自噬作用為維持心臟機能不可或缺的因子。自噬作用對於外在環境的變化非常敏感,例如高-或低-血糖以及高血壓,在這些生理條件之下,自噬作用的活性會隨之改變,進而達到保護心肌健康的功用。我們發現由Streptozotocin (STZ) 誘導之高血糖動物的心臟組織中,其自噬活性變得非常低並且伴隨細胞凋亡的現象。目前,幹細胞對於心肌細胞自噬作用的影響尚未被廣泛討論,因此在我的實驗裡,將以脂肪間質幹細胞救援受到高血糖傷害的心肌細胞,進而觀察其凋亡存活以及自噬作用的變化。
我們在長期 (24週) 誘導高血糖的動物實驗中,以STZ誘導高血糖(STZ-HG)老鼠,在誘導後的第16週進行間質幹細胞移植,並在誘導後第24週 (6個月)進行犧牲,並觀察自噬作用在心肌中與存活凋亡的關係。我們發現,自噬作用的活性在此類高血糖動物中非常的低,並且也同時觀察到凋亡存活蛋白相對應的上升與下降。 在幹細胞移植治療之後,不只改善了心臟機能,並且抑制了心肌的凋亡,最為驚人的發現為,幹細胞移植除了提升了心肌細胞的存活蛋白表現還同時提升了自噬作用的活性,進而達到保護心肌抵抗高血糖的傷害。

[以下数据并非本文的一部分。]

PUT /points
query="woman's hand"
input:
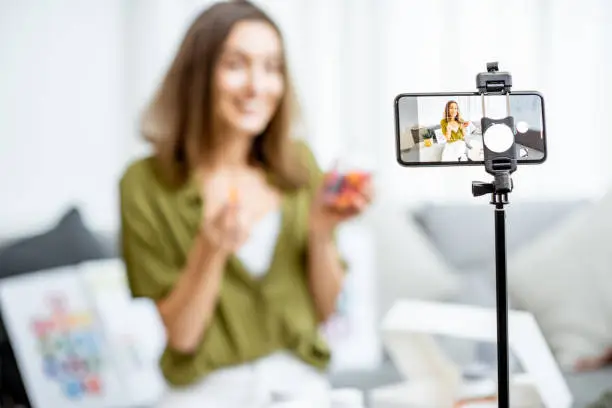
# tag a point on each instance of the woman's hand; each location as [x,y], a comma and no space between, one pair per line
[325,216]
[226,231]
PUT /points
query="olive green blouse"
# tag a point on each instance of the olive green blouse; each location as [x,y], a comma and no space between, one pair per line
[254,316]
[455,135]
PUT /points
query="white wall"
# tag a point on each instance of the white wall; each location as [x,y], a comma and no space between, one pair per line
[62,118]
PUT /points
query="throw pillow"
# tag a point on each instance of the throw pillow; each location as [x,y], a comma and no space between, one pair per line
[410,266]
[563,277]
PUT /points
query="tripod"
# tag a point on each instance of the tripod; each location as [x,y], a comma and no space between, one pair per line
[500,161]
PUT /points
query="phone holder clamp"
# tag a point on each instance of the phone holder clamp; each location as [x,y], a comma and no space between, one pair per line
[500,161]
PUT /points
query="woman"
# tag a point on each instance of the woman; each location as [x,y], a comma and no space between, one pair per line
[224,227]
[453,125]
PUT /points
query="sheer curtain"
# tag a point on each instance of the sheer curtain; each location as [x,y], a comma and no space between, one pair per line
[350,58]
[559,48]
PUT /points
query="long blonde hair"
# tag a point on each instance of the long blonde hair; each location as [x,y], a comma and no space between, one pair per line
[178,121]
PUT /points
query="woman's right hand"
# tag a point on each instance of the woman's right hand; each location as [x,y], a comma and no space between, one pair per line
[225,232]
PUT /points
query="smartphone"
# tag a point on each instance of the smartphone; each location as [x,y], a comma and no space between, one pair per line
[445,128]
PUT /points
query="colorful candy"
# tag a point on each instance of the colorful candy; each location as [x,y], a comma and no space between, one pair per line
[342,190]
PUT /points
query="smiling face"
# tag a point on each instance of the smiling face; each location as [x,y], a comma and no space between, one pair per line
[248,82]
[453,110]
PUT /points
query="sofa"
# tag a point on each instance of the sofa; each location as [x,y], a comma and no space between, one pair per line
[462,235]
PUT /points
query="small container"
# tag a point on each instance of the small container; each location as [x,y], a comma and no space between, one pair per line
[346,183]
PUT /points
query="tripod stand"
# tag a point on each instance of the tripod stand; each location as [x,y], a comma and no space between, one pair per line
[500,161]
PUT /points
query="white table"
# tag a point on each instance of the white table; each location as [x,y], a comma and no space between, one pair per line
[428,154]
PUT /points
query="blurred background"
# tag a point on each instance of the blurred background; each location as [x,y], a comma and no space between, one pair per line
[75,75]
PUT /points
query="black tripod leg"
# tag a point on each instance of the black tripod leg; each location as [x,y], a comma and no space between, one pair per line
[503,373]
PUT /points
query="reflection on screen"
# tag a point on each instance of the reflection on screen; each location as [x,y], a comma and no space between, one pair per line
[448,128]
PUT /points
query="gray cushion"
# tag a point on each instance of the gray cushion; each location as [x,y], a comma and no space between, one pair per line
[465,233]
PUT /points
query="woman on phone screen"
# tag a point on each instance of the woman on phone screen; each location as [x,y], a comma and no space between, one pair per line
[452,125]
[223,226]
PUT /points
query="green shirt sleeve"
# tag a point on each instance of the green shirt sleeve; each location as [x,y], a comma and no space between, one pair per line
[150,272]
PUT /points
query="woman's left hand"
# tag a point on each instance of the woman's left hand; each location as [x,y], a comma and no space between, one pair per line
[325,217]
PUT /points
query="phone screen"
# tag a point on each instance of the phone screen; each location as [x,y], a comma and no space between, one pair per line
[445,129]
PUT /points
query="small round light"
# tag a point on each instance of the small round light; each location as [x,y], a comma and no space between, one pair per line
[522,127]
[498,138]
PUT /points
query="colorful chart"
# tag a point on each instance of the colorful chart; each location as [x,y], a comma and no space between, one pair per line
[70,348]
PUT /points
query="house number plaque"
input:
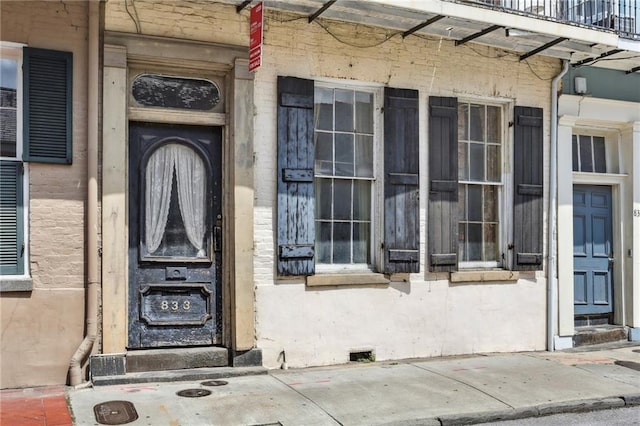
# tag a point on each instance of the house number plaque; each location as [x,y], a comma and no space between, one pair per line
[175,304]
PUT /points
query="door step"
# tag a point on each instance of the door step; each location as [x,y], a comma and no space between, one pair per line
[176,359]
[596,334]
[146,363]
[184,375]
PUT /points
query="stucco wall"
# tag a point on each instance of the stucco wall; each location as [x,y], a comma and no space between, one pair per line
[426,316]
[421,317]
[42,329]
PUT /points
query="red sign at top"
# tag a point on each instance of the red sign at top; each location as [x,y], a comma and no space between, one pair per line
[255,36]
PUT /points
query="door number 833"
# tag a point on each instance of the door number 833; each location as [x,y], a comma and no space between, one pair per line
[175,306]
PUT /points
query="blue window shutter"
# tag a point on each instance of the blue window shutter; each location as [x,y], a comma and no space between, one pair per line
[296,203]
[47,86]
[11,219]
[401,181]
[528,189]
[443,184]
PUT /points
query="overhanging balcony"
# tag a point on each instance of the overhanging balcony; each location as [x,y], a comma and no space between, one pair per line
[620,16]
[518,28]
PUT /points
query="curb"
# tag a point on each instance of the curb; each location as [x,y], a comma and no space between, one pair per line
[579,406]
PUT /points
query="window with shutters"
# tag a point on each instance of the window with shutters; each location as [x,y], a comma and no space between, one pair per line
[35,126]
[12,171]
[336,210]
[344,141]
[480,186]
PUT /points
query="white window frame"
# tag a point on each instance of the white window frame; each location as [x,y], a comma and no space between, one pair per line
[504,198]
[12,50]
[377,194]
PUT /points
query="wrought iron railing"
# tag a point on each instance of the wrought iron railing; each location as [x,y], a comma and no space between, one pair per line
[622,16]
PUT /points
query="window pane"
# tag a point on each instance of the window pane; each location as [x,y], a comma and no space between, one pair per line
[599,155]
[474,203]
[323,199]
[361,200]
[344,110]
[586,162]
[476,162]
[490,242]
[8,105]
[341,243]
[361,243]
[494,120]
[364,112]
[7,132]
[463,167]
[324,153]
[324,109]
[463,121]
[175,92]
[575,153]
[462,242]
[493,163]
[344,154]
[176,223]
[476,127]
[364,156]
[462,202]
[474,244]
[323,242]
[341,199]
[490,204]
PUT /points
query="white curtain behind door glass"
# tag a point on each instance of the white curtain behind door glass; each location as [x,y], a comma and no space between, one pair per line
[192,188]
[159,180]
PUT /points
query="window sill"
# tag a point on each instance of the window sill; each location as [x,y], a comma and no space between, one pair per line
[484,276]
[347,280]
[16,284]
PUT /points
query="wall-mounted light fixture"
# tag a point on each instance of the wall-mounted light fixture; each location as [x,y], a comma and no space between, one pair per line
[580,85]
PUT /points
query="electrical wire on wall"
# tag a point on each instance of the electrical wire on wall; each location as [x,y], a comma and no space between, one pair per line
[136,19]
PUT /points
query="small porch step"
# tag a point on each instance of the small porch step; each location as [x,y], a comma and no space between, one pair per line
[176,359]
[145,365]
[184,375]
[596,334]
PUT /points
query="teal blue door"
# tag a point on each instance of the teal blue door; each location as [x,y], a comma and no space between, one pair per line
[592,250]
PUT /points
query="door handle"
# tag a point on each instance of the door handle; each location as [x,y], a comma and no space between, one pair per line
[217,238]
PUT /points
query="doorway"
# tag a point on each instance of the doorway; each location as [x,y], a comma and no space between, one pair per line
[593,252]
[175,237]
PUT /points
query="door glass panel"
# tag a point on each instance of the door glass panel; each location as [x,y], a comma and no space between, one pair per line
[175,204]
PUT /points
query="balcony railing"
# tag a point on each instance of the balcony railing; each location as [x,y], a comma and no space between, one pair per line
[622,16]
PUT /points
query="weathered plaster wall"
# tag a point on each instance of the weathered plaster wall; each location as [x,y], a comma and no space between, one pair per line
[42,329]
[423,317]
[426,316]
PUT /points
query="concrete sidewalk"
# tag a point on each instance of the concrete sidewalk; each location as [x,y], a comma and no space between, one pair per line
[459,390]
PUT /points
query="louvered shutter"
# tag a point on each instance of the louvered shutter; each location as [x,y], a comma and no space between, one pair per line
[401,183]
[528,189]
[11,218]
[47,99]
[443,184]
[296,204]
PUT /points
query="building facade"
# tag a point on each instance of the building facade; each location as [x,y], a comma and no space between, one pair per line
[43,188]
[381,187]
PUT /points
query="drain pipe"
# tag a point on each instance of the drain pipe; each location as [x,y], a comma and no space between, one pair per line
[91,321]
[552,281]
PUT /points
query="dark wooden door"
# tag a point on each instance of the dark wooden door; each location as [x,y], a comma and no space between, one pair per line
[592,250]
[175,221]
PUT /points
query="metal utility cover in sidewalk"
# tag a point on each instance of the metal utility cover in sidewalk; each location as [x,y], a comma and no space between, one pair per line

動物體外實驗,我們取用剛出生兩天的新生鼠心臟進行初代培養,之後使用高糖刺激作為實驗組(22 mM, 33 mM)進行培養與控制組 (5 mM) 做比較,觀察凋亡存活自噬相關蛋白質表現。我們在短期(24小時)的高糖刺激實驗中發現,自噬作用相關蛋白大量表現之下,並無任何無任何凋亡蛋白出現。相反的,在長期(72小時)的高糖刺激之下,心肌細胞大量表現凋亡蛋白,自噬作用相關蛋白相較於控制組而言卻接近無表現。在此我們確信,自噬作用唯一種心肌自我保護的機制,在自噬消失時,心肌失去保護,開始走向死亡路徑。
期望在未來,能在心臟疾病臨床治療上,除了投與幹細胞轉譯治療,也可以發展一系列調控自噬作用之藥劑或者療法,例如:轉錄後小分子療法(miRNA),藉由調控自噬作用達到保護心臟功能的效果。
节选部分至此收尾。